With this experience, I have been thinking a lot about getting better vision, and primarily from two perspectives – about getting old, and correcting a perspective that got out of whack.
With the death of my good parents and so many friends and mentors especially during the past year, I have been becoming more aware that I am getting older. More people ask me for my opinion now then when I was young. As a result of this, I have been thinking a lot about the important difference between having experiences and having wisdom.
Being older, we have seen more situations, we have experienced more leaders – good and bad ones, and we have observed ideas of all quality levels show back up after 10+ years, pushed by people who are not aware of their sorry history. We have read more books and listened to speeches – both trivial and profound ones. We so often sit in meetings and notice that have more experience than most in the room! But, do we have wisdom?
Wisdom is not the sum of our experiences, but the ability to see within these experiences principles and values of broader applicability and potential to improve the human condition. It takes much work to gain wisdom from experiences – deep reflection, and thoughtful and iterative analyses of self and others.

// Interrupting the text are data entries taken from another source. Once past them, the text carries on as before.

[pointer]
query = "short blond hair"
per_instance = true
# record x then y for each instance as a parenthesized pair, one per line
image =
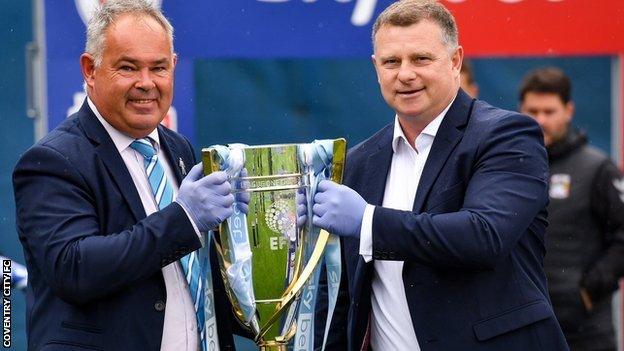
(105, 15)
(404, 13)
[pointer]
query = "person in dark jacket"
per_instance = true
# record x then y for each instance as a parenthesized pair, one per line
(585, 238)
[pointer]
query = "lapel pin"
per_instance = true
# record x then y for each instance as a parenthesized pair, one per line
(182, 167)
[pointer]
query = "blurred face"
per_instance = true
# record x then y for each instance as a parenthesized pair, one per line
(133, 86)
(552, 114)
(417, 73)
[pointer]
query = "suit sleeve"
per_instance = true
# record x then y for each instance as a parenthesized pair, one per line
(608, 206)
(505, 191)
(59, 224)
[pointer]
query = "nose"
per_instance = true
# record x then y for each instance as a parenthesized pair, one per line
(406, 73)
(540, 118)
(145, 81)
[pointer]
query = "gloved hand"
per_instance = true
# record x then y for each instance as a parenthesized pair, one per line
(208, 200)
(338, 209)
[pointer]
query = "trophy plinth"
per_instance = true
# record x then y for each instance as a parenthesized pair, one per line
(266, 259)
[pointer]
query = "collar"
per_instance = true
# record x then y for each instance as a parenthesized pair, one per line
(121, 140)
(430, 130)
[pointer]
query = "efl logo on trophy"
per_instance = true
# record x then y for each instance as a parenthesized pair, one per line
(269, 262)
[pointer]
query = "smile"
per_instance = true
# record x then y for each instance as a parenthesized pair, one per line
(143, 101)
(410, 92)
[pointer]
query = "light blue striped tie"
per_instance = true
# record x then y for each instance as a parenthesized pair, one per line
(163, 193)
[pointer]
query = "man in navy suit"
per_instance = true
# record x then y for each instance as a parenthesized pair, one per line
(102, 245)
(442, 214)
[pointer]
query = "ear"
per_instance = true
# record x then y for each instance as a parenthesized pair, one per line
(87, 67)
(456, 59)
(375, 64)
(569, 109)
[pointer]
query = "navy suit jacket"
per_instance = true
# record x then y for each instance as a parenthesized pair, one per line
(94, 259)
(473, 245)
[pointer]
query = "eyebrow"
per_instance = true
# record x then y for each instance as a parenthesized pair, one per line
(135, 62)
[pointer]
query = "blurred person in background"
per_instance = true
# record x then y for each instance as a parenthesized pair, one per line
(107, 215)
(467, 80)
(585, 238)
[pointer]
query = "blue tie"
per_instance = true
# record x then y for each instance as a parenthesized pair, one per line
(163, 193)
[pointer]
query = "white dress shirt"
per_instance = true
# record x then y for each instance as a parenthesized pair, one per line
(391, 323)
(180, 327)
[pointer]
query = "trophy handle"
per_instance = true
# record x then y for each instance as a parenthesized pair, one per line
(296, 288)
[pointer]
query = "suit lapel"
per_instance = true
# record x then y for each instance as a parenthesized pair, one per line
(377, 168)
(449, 134)
(106, 150)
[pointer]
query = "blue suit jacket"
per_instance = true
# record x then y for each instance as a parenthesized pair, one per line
(94, 259)
(473, 245)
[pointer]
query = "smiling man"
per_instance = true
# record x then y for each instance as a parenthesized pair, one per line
(443, 211)
(107, 215)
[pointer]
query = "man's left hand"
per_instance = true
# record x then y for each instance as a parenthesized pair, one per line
(338, 209)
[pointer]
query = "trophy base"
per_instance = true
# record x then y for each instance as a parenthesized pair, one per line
(273, 346)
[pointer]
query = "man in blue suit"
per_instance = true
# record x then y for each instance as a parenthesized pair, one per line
(100, 215)
(442, 214)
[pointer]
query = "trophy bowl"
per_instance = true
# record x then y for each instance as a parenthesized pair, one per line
(266, 258)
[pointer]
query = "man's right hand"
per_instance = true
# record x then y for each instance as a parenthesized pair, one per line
(207, 200)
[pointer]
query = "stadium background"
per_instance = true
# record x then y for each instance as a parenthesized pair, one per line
(267, 71)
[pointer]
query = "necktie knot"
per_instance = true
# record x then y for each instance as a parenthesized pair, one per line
(144, 147)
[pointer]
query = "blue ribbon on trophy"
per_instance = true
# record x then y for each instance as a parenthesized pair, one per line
(317, 158)
(209, 338)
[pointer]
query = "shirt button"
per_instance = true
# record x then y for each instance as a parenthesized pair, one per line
(159, 305)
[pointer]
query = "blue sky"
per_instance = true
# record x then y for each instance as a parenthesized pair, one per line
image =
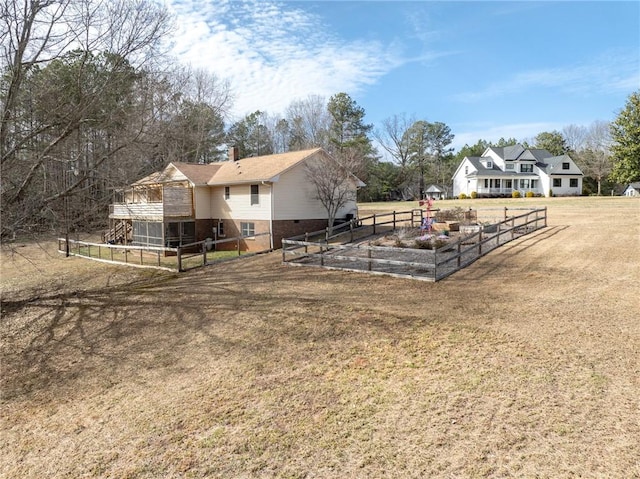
(486, 69)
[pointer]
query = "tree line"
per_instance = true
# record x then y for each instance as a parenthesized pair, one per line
(90, 101)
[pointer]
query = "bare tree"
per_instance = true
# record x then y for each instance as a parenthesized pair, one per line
(70, 69)
(334, 184)
(393, 138)
(309, 123)
(595, 155)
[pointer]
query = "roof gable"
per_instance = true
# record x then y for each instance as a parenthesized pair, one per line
(259, 168)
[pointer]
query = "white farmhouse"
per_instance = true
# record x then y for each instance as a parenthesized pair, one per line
(502, 170)
(185, 202)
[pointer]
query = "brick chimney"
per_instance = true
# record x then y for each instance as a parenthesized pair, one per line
(234, 155)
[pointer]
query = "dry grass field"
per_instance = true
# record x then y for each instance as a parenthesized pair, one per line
(525, 364)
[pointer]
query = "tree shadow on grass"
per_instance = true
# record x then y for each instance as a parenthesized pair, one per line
(71, 341)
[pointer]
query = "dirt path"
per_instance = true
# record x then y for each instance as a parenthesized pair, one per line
(525, 364)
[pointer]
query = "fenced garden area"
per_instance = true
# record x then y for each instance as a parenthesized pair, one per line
(245, 368)
(408, 244)
(181, 258)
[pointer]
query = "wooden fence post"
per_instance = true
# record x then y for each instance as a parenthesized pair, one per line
(435, 264)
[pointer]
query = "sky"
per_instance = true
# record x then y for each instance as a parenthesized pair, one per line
(488, 70)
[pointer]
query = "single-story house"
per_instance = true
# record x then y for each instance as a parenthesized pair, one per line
(502, 170)
(186, 202)
(632, 189)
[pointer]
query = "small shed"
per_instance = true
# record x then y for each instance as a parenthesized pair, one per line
(632, 189)
(436, 192)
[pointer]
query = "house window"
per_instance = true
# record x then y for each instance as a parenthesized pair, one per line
(528, 184)
(179, 233)
(248, 229)
(147, 233)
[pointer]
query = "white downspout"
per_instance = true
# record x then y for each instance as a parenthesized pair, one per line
(271, 216)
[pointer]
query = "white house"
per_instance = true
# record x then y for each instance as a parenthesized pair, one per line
(632, 189)
(187, 202)
(502, 170)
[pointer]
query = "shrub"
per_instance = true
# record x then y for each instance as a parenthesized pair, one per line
(439, 243)
(421, 243)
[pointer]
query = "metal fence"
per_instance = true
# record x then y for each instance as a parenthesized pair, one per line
(423, 264)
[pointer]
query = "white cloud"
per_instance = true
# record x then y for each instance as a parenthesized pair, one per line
(274, 53)
(613, 72)
(520, 131)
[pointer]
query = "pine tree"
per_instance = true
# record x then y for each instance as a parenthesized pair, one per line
(625, 132)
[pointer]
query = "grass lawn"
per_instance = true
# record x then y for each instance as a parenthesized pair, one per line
(524, 364)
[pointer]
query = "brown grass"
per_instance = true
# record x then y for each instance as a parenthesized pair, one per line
(525, 364)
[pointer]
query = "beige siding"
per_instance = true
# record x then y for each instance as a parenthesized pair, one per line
(294, 197)
(177, 201)
(239, 206)
(202, 202)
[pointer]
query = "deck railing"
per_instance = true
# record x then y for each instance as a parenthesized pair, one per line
(181, 258)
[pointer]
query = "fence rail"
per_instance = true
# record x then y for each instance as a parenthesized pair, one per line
(181, 258)
(428, 265)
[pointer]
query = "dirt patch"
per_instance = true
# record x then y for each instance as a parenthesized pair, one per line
(525, 364)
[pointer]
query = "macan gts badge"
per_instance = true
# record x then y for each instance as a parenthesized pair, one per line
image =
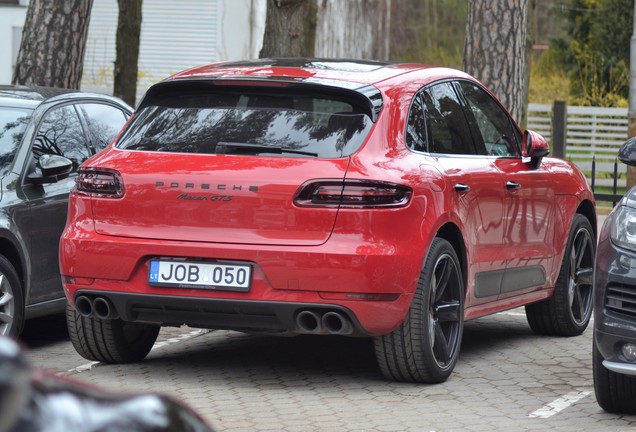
(319, 197)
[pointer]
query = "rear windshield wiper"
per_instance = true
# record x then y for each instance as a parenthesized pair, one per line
(246, 148)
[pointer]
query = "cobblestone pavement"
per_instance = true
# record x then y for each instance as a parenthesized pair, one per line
(507, 379)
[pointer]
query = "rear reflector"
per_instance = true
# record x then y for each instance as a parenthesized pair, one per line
(352, 193)
(100, 182)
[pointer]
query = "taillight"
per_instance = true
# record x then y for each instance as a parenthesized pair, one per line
(352, 193)
(100, 182)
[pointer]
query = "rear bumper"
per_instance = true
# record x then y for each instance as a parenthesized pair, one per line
(373, 287)
(213, 313)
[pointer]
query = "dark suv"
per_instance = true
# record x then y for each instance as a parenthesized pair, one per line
(45, 134)
(614, 350)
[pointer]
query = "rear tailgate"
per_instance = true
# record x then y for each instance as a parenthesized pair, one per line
(216, 198)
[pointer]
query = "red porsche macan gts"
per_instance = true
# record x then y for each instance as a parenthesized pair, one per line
(311, 196)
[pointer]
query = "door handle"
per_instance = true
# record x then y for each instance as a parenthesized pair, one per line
(462, 188)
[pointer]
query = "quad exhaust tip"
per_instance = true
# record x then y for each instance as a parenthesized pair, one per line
(98, 307)
(332, 322)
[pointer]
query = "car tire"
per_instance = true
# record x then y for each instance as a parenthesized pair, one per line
(426, 346)
(568, 311)
(110, 341)
(615, 393)
(11, 300)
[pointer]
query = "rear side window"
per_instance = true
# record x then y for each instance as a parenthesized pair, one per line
(248, 122)
(12, 125)
(103, 122)
(448, 130)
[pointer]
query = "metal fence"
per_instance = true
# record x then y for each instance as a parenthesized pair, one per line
(591, 137)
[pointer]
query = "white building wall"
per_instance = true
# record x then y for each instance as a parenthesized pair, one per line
(175, 35)
(11, 23)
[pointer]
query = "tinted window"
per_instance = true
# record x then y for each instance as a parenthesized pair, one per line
(12, 125)
(104, 122)
(290, 125)
(61, 133)
(494, 127)
(415, 131)
(447, 128)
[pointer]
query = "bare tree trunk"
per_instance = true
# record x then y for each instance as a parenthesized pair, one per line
(495, 49)
(127, 46)
(53, 43)
(290, 28)
(353, 29)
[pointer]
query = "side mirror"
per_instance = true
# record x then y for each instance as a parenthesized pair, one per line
(627, 152)
(535, 147)
(52, 169)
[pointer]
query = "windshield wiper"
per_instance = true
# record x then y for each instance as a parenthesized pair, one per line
(246, 148)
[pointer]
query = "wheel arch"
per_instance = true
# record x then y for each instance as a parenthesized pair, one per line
(9, 250)
(586, 208)
(451, 233)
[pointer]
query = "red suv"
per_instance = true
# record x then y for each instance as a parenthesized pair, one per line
(325, 197)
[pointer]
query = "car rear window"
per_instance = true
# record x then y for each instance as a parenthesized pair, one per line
(248, 122)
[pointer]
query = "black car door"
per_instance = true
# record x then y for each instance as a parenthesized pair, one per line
(75, 131)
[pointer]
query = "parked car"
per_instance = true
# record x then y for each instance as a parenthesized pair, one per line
(45, 134)
(614, 347)
(33, 400)
(325, 197)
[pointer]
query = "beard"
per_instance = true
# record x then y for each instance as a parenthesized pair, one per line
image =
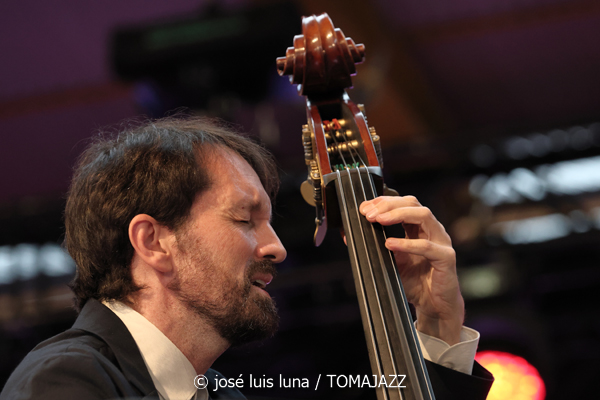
(237, 314)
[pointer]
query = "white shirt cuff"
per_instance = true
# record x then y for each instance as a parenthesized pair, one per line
(459, 357)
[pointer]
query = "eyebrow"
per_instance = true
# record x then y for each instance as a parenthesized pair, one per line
(254, 206)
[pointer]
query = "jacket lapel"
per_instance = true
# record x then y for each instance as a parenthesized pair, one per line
(97, 319)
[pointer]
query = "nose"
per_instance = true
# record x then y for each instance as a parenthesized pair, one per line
(270, 246)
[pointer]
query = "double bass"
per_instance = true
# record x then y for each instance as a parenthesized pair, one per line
(343, 157)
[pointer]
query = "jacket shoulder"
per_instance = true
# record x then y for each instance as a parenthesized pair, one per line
(73, 364)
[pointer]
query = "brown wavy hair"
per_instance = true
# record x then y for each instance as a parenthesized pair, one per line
(155, 168)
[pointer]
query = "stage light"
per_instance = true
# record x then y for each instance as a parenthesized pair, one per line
(515, 378)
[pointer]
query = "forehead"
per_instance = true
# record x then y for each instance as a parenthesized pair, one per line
(233, 179)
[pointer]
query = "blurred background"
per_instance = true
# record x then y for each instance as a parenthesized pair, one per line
(489, 113)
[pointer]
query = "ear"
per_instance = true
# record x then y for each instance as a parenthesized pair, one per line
(151, 242)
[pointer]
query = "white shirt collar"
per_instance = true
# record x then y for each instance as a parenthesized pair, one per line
(172, 373)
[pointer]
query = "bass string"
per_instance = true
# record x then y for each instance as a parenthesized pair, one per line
(362, 233)
(409, 330)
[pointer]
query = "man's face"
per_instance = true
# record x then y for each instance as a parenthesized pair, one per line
(226, 250)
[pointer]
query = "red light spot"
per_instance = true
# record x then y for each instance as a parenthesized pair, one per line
(515, 378)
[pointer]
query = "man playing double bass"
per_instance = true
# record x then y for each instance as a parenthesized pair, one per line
(169, 224)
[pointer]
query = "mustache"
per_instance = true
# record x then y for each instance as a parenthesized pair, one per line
(262, 266)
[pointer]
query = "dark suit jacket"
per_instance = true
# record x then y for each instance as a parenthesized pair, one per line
(98, 359)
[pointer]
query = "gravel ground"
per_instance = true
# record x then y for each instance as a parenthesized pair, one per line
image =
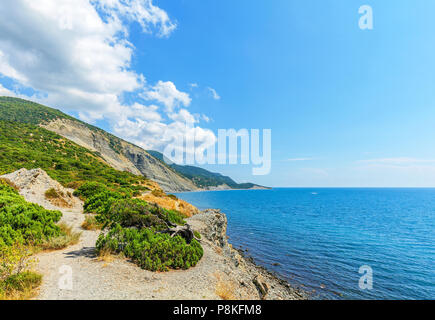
(221, 273)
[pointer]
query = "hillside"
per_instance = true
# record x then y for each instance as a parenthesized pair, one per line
(117, 153)
(28, 146)
(205, 179)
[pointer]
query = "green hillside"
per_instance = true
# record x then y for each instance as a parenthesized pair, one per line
(16, 110)
(28, 146)
(23, 111)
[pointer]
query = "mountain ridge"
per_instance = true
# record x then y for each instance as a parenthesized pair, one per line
(116, 152)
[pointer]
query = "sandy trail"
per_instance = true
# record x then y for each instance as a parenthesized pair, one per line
(119, 279)
(76, 273)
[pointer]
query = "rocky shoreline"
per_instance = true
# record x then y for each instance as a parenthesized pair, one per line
(247, 275)
(222, 273)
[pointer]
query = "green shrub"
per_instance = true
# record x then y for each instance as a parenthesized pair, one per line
(101, 202)
(52, 193)
(134, 213)
(25, 222)
(197, 234)
(151, 251)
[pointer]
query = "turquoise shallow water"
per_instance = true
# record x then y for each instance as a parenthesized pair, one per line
(321, 237)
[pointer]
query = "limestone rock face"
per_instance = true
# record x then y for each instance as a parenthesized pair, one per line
(120, 154)
(33, 185)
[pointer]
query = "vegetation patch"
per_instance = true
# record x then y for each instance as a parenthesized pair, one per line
(67, 238)
(150, 250)
(17, 282)
(91, 223)
(133, 228)
(23, 222)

Instead, as we get older, we risk looking at the world in ways that are decreasingly flexible like the lenses in my eyes. We are sure we know! We may blend out entire spaces or only look at them with such prejudice that learning cannot occur at all. We do not feel comfortable facing questions anymore, questions that broaden our field of vision. Instead, we look at ever less with ever more certainty. And we do not notice that we may have experiences but lack wisdom.
So, as I get used to my new glasses, I also want to broaden my field of view and be open to new perspectives. I want to read more, listen to podcasts, meet different people, and learn from them. In doing this, I try to not just get older and more experienced, but to further gain wisdom that affect positivity those I encounter each day and others, too.
I like my new glasses because they remind me to keep a close eye on my perspective!